Ambassador of France to Canada shares tips with Global Affairs students
Nicolas Chapuis shared his insights into the changing nature of global diplomacy, as well as the need for new diplomats and international liaisons well-educated in the world’s most-pressing issues.
Climate change and the digital revolution are among the factors that have transformed diplomacy in the 21st century. While diplomatic practices are are still grounded in the protection and promotion of national interests, traditional approaches no longer apply.
“Globalization means the world is less protected behind borders,” Chapuis said. “North-South, developed and non-developed…these don’t mean anything anymore. Diplomacy of territories is emerging.”
Chapuis cited climate change as one area where territorial characteristics can lead the way and transcend national borders.
“France, for example, is very centralized but we recognize the rights and strengths of cities and regions,” he explained. “In North America, Vancouver sometimes has more in common with Washington State and California simply because of their regional characteristics, just as Toronto does with Chicago and Detroit.”
Chapuis’ observations struck a chord with second-year MGA student Rebekka Bond, one of nearly 30 at the meeting.
“Diplomacy used to be defined by the strength of bilateral ties between states, but today it is about so much more than that,” said Bond. “The diplomacy of today is about building relationships with non-state actors, from businesses to civil society groups and city councils. It’s about being present online and reaching as many people as you can.”
Chapuis also noted the importance of more transparent diplomacy, saying that he spends more time on Twitter than on diplomatic cables.
“I built a new social network to extend our influence and present all we are doing.

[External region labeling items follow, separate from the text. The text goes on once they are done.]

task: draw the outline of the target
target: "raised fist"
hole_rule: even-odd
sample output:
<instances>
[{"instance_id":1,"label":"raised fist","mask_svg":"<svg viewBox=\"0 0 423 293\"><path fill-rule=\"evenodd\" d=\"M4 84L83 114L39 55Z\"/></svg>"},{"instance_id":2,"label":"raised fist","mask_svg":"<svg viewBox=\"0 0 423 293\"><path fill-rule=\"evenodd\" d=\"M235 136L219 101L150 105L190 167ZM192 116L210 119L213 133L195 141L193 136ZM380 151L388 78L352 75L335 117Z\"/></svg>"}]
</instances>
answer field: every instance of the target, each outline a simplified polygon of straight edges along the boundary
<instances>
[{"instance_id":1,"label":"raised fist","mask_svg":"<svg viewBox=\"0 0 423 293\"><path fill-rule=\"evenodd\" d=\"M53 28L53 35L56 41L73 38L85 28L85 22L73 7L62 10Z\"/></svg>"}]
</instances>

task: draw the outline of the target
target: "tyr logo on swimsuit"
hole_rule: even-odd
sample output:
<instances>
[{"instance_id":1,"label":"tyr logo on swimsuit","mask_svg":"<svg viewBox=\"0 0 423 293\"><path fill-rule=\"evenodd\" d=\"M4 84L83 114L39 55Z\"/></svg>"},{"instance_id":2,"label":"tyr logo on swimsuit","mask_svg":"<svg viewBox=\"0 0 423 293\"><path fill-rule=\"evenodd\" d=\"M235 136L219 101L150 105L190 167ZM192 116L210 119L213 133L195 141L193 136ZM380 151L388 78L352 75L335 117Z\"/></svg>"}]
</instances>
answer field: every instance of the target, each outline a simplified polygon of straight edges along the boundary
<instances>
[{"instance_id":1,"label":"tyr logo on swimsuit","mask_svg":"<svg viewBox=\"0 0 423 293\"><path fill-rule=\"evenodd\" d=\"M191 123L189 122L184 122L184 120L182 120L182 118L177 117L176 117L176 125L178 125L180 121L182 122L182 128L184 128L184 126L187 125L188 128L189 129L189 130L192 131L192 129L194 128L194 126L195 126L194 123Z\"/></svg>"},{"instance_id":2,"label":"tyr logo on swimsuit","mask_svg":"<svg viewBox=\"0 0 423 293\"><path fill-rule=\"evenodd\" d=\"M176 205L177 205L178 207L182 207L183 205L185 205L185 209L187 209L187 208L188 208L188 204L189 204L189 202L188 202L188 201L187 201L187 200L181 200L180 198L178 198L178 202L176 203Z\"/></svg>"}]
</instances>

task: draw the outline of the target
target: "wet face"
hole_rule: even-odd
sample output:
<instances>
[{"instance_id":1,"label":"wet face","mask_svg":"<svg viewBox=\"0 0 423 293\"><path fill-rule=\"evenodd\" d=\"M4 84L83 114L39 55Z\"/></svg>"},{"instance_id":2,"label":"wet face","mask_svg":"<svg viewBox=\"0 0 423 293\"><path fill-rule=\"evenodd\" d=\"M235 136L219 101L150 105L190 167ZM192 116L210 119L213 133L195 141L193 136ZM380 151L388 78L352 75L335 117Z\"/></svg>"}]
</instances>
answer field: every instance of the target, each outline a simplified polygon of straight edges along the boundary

The other one per cent of what we do is on a private and very secure channel.”
First-year MGA student Janelle Deniset was inspired by the opportunity to sit across the table from a diplomat known to be accomplished and focused on a collaborative approach to problem solving.

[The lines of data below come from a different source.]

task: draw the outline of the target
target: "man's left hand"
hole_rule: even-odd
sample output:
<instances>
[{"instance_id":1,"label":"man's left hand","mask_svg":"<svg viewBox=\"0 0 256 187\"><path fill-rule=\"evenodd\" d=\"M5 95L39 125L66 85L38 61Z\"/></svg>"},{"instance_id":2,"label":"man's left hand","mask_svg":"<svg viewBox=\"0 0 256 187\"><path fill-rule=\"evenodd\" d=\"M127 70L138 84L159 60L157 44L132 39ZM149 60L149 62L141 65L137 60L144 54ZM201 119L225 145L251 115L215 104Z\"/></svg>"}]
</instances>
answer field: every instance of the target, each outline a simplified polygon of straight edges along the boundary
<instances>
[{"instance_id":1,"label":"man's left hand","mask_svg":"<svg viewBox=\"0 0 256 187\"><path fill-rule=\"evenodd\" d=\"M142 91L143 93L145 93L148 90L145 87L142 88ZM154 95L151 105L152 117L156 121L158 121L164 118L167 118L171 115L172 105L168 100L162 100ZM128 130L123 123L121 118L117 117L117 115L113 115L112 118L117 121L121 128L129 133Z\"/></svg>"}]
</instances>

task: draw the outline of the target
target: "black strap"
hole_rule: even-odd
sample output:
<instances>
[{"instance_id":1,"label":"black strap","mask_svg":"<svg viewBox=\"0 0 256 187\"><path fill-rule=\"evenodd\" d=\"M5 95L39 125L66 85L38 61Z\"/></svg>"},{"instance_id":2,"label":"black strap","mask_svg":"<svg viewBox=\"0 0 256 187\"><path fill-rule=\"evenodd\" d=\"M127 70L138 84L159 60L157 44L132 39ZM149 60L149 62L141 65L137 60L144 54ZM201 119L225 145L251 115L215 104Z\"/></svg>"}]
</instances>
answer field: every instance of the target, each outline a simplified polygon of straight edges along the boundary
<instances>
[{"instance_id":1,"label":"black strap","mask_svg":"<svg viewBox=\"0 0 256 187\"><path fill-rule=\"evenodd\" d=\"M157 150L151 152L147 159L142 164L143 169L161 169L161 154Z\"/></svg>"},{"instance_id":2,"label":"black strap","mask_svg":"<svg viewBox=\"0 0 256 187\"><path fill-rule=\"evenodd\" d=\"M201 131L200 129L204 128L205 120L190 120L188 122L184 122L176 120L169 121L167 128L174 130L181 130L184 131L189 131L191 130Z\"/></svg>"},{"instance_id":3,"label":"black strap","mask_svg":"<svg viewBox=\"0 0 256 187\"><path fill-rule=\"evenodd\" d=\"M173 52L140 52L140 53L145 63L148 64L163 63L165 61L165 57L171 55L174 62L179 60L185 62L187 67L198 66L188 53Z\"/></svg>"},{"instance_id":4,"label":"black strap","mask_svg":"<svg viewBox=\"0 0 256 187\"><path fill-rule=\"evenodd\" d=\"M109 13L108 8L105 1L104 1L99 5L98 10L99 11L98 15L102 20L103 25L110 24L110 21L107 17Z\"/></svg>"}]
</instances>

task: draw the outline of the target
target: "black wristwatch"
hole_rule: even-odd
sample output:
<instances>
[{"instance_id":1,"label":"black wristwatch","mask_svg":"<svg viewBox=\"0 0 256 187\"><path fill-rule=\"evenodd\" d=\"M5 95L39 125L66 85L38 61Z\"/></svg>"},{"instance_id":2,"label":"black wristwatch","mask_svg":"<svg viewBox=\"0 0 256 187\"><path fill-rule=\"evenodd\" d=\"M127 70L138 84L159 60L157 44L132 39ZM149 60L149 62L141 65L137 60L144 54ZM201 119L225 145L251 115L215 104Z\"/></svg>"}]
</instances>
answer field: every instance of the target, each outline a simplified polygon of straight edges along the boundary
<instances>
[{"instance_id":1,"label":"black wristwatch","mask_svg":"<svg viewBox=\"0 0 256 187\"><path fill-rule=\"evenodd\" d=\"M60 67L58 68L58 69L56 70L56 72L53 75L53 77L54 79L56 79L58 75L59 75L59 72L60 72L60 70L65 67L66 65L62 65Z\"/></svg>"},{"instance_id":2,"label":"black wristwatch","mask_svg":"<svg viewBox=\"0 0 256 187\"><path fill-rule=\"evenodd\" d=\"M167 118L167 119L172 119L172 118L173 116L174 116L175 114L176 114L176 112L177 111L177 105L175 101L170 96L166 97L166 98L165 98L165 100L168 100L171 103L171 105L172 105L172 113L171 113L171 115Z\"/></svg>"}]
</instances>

“There is something to be said about Ambassador Chapuis’ optimism,” said Deniset. “While there are innumerable challenges in global affairs, the ambassador engages with these issues with uplifting positivity.”

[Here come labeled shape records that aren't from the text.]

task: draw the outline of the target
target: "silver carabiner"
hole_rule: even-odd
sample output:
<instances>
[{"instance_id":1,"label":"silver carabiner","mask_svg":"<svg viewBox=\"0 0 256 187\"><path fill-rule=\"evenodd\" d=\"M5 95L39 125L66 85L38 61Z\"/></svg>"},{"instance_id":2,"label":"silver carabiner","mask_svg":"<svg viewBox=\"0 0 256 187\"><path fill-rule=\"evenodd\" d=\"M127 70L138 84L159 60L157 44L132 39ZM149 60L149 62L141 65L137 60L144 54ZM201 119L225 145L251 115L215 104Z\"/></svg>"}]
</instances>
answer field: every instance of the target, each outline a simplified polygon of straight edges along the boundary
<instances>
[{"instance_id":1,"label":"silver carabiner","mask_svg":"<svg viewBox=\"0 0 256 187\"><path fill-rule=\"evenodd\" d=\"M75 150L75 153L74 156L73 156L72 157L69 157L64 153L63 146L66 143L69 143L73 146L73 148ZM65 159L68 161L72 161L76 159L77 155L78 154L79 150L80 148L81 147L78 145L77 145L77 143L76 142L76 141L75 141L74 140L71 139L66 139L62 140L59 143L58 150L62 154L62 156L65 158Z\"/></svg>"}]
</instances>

The meeting is another example of U of T’s fortune to be situated in one of the world’s most culturally diverse and economically dynamic regions, home to numerous diplomatic missions of foreign nations and executive offices of international organizations.
“I’m always impressed with the calibre of guests that we host at the Munk School,” added Bond. “Few students get the opportunity to have a candid conversation with diplomat who has served in Canada, Mongolia, Singapore, Shanghai and Beijing.
“With the Munk School’s emphasis on intersectionality, we frequently host prominent guests from the public, private and non-profit sectors, not just government or foreign-service officials. And they all bring a global perspective to the table.”
Chapuis described Canada as a paradox, saying that the country is very international on the inside, but becoming less so worldwide — but by virtue of studying global affairs at the Munk School, the students will be ready to navigate the new landscape.
“We need Canadians who know the world,” Chapuis said. “Ten years ago, there were 10,000 Canadians in France. Last year, there were less than 2,500. Go mobile,” he told them.
For their part, Bond and her fellow students believe they are more than up to the job.
“I like to think that Ambassador Chapuis had the MGA students in mind when he described the characteristics of the next generation of Foreign Service officer.”